## Set up a Dockerhub pull through cache

This notebook sets up a KVM instance as a DockerHub pull-through cache for use in experiments where you may have to repeatedly pull the same images from DockerHub. For example:

* Installing Kubernetes in a large cluster (each node will independently pull the same images from DockerHub)
* Running a Docker-based assignment in a classroom setting (each student will independently execute the experiment, pulling the same images from DockerHub)

Under these circumstances, a pull-through cache helps by:

* Preventing you from exceeding DockerHub's rate limit for `docker pull` operations (note that all hosts in `sharednet1` count as one address toward this rate limit, unless they have their own public IPs)
* and speeding up `docker pull` operations by keeping a local cache of images.

In [None]:
import chi, os, time, datetime
from chi import lease
from chi import server
from chi import context
from chi import hardware
from chi import network

context.version = "1.0" 
context.choose_project()
context.choose_site(default="KVM@TACC")


In [None]:
exp_name = "docker_cache"
server_name = f"{exp_name}"
lease_name = f"{exp_name}"


#### Reserve and launch a VM instance

Adjust the duration of your lease as needed:

In [None]:
l = lease.Lease(lease_name, duration=datetime.timedelta(weeks=18))
l.add_flavor_reservation(id=chi.server.get_flavor_id("m1.large"), amount=1)
l.submit(idempotent=True)


In [None]:
l.show()


In [None]:
image_name = "CC-Ubuntu24.04"
s = server.Server(
    name=server_name,
    image_name=image_name,
    flavor_name=l.get_reserved_flavors()[0].name
)
s.submit(idempotent=True)


#### Set up network connectivity for instance

In [None]:
s.associate_floating_ip()


In [None]:
security_groups = [
  {'name': "allow-ssh", 'port': 22, 'description': "Enable SSH traffic on TCP port 22"},
  {'name': "allow-5000", 'port': 5000, 'description': "Enable TCP port 5000 (used by Docker image registry)"}
]

In [None]:
for sg_def in security_groups:

    sg_list = network.list_security_groups(name_filter=sg_def["name"])
    if sg_list: # already exists, get ID of first matching entry
        sg = sg_list[0]
    else:       # create new security group
        sg = network.SecurityGroup({"name": sg_def["name"], "description": sg_def["description"]})
        sg.add_rule("ingress", "tcp", sg_def["port"])
        sg.submit()
    try:
        s.add_security_group(sg.id)
    except:     # server may already have this security group - that's OK
        pass

In [None]:
s.refresh()
s.check_connectivity()


#### Set up Docker

In [None]:
s.execute("curl -sSL https://get.docker.com/ | sudo sh")
s.execute("sudo groupadd -f docker; sudo usermod -aG docker $USER")

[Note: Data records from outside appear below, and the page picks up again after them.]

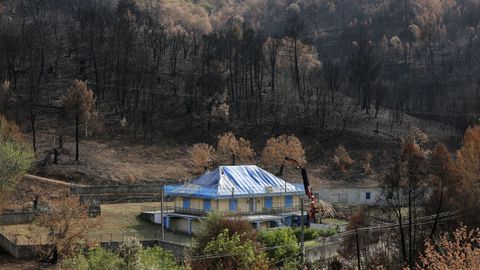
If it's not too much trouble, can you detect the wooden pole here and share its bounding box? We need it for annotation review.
[300,197,305,269]
[355,227,361,270]
[160,185,165,241]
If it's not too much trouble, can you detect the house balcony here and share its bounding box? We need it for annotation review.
[172,205,300,216]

#### Set up pull-through cache

In [None]:
s.execute("git clone https://github.com/teaching-on-testbeds/dockerhub-pull-through-cache")


In [None]:
s.execute("docker compose -f ~/dockerhub-pull-through-cache/docker-compose-registry.yaml up -d")

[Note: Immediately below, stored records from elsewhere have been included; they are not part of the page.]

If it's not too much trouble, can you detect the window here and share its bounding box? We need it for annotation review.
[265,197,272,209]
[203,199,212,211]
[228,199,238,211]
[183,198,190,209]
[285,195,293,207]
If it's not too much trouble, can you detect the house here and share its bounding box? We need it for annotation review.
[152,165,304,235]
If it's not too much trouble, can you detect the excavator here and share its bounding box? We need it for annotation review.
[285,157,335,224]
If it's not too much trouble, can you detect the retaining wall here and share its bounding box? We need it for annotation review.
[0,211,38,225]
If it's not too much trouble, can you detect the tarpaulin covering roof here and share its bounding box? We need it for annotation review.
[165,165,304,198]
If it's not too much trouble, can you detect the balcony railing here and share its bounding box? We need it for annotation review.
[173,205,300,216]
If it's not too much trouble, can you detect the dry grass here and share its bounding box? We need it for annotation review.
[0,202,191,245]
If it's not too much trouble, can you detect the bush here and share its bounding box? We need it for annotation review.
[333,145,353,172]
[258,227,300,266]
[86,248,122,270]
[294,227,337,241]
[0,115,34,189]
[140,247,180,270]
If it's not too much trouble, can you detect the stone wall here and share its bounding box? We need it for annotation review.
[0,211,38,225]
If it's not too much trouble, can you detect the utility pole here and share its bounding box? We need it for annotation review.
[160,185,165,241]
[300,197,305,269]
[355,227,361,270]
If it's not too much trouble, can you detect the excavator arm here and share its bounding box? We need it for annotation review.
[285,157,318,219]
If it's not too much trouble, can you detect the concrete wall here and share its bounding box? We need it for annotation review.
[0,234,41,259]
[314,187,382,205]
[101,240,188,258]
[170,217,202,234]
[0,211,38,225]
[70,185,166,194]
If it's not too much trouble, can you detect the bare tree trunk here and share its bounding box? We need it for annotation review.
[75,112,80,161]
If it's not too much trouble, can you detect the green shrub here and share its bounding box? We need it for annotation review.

#### Get address of pull-through cache

In [None]:
host = f"kvm-dyn-{s.get_floating_ip().replace('.', '-')}.tacc.chameleoncloud.org"
print(host)

Use this address in a `daemon.json` file for a Docker service to use the pull-through cache. For example:

In [None]:
import json
config = {
    "registry-mirrors": [f"http://{host}:5000"],
    "insecure-registries": [f"{host}:5000"]
}
print(json.dumps(config, indent=1, separators=(",", ":")))